Watchmen: Les Gardiens
Watchmen
États-Unis, 2009
De Zack Snyder
Scénario : David Hayter, Alex Tse d'après l'oeuvre d'Alan Moore et Dave Gibbons
Avec : Malin Akerman, Billy Crudup, Matthew Goode, Jackie Earle Haley, Jeffrey Dean Morgan, Patrick Wilson
Photo : Larry Fong
Musique : Tyler Bates
Durée : 2h36
Sortie : 04/03/2009
Aventure à la fois complexe et mystérieuse sur plusieurs niveaux, Watchmen - Les Gardiens - se passe dans une Amérique alternative de 1985 où les super-héros font partie du quotidien et où l'Horloge de l'Apocalypse -symbole de la tension entre les Etats-Unis et l'Union Soviétique- indique en permanence minuit moins cinq. Lorsque l'un de ses anciens collègues est assassiné, Rorschach, un justicier masqué un peu à plat mais non moins déterminé, va découvrir un complot qui menace de tuer et de discréditer tous les super-héros du passé et du présent. Alors qu'il reprend contact avec son ancienne légion de justiciers, Rorschach entrevoit un complot inquiétant et de grande envergure lié à leur passé commun et qui aura des conséquences catastrophiques pour le futur. Leur mission est de protéger l'humanité... Mais qui veille sur ces gardiens ?
WHO WATCHES THE WATCHMEN ?
Dans l'ère actuelle de projets que l'on a longtemps cru irréalisables, on est de plus en plus amené à parler "d'arlésienne" concernant tous ces films que l'on n'attendait plus, des suites improbables aux remakes inespérés, en passant par toute une flopée d'adaptations estimées peu plausibles.

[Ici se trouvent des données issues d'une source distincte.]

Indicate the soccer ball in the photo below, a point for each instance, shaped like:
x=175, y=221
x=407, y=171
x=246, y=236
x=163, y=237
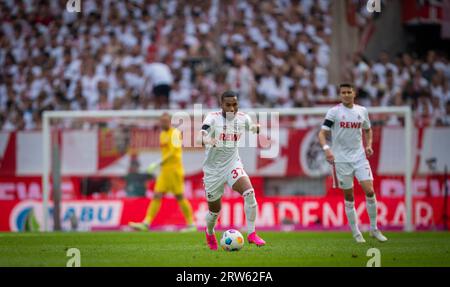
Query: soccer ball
x=232, y=240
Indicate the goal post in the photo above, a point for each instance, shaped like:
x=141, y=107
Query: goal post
x=50, y=116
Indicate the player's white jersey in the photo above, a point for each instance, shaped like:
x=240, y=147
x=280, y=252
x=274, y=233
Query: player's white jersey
x=346, y=131
x=227, y=133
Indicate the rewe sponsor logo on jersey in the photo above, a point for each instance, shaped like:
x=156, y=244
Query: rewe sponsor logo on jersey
x=28, y=215
x=350, y=125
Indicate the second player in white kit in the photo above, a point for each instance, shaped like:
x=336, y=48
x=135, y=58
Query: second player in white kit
x=347, y=122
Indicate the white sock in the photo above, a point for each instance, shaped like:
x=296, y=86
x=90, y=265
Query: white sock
x=250, y=208
x=211, y=219
x=371, y=206
x=350, y=211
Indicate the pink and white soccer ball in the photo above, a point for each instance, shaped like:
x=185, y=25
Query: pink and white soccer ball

A ce titre, le chef-d’œuvre d'Alan Moore et Dave Gibbons restait sans doute le matériau par excellence que la majorité des fans jugeaient inadaptable. Depuis la parution de la bande-dessinée en 1986, plusieurs producteurs et cinéastes s'y sont essayés. Tout d'abord, il y eut Terry Gilliam et son sempiternel chic pour les entreprises vouées aux problèmes. Même lui avait préféré ne pas s'aventurer dans ce bourbier. De la nouvelle génération, de jeunes auteurs plus ou moins confirmés tels que Darren Aronofsky et Paul Greengrass furent attachés au projet, le second ayant même failli le réaliser. Cependant, après nombre d’imprévus financiers, c'est finalement Zack Snyder, fort du succès de sa précédente adaptation, 300, qui obtint le feu vert de Warner Bros. pour porter à l'écran le roman graphique culte. Nombreuses furent les voix de la communauté geek à s'élever contre ce choix et vendons la mèche dès à présent, les griefs évoqués à l'encontre du metteur en scène seront certainement confirmés par le produit fini. Si Watchmen, tel qu'on le connaît, voit certes enfin le jour en tant que film, c'est au travers de l'interprétation qu'en fait son réalisateur. Tout ce qui fait la BD est encore là, mais revu et corrigé par Snyder. Et si l'approche du cinéaste n'est, comme prévu, pas des plus subtiles, l'ouvrage n'en demeure pas moins riche et peut-être aussi fascinant que sa source.
UNDER THE HOOD
Contrairement à ce que quelques critiques outre-Atlantique veulent bien faire croire, on ne saurait avoir la grandiloquence d'affirmer que certains des cinéastes qui émergeront dans 25 ans citeront Watchmen comme le film qui leur a donné envie de faire ce métier. Cela dit, le film s'avère tout de même assez particulier. Adaptant une mini-série de douze numéros déjà pas des plus conventionnelles, Snyder et ses scénaristes ne font aucune concession. Exception faite du léger développement apporté aux rares scènes "d'action" de l'ouvrage original (compromis au studio contre un budget de blockbuster), le metteur en scène ne transforme pas l'œuvre de Moore et Gibbons en grosse machine hollywoodienne typique. Ne serait-ce qu'au niveau de la structure, le scénario se permet de coller de près au chapitrage original dont il extrait plus ou moins trois actes. Le premier, exposant personnages et univers, se révèle pour le moins passionnant. Foisonnant de détails et distribuant les informations au spectateur à une allure effrénée, il retranscrit à l'écran la densité du matériau de base. Le second, s'attardant davantage sur ses protagonistes (tous servis par des performances convaincantes), est le plus posé, le plus mélancolique. Il s'imprègne de l'intrigue liant Dan & Laurie mais aussi du Dr. Manhattan sur Mars (la meilleure, la plus belle séquence du film). Le dernier tiers voit la convergence des intrigues vers le climax et c'est peut-être le plus précipité. Pourtant tout y est. Fidèlement rapporté. Snyder ose adopter un rythme différent, peu classique et se permet d'abandonner des personnages pendant près de 40 minutes dans une espèce de film choral de superhéros qui ne ressemble pas vraiment à ceux qui l'ont précédé. Le connaisseur sentira les coupes, ce qui peut s'avérer frustrant, et l'on devine d'ores et déjà une version plus aboutie encore dans le Director's Cut à venir, mais le travail effectué relève déjà de la gageure et marche mieux que l'on n'aurait su espérer.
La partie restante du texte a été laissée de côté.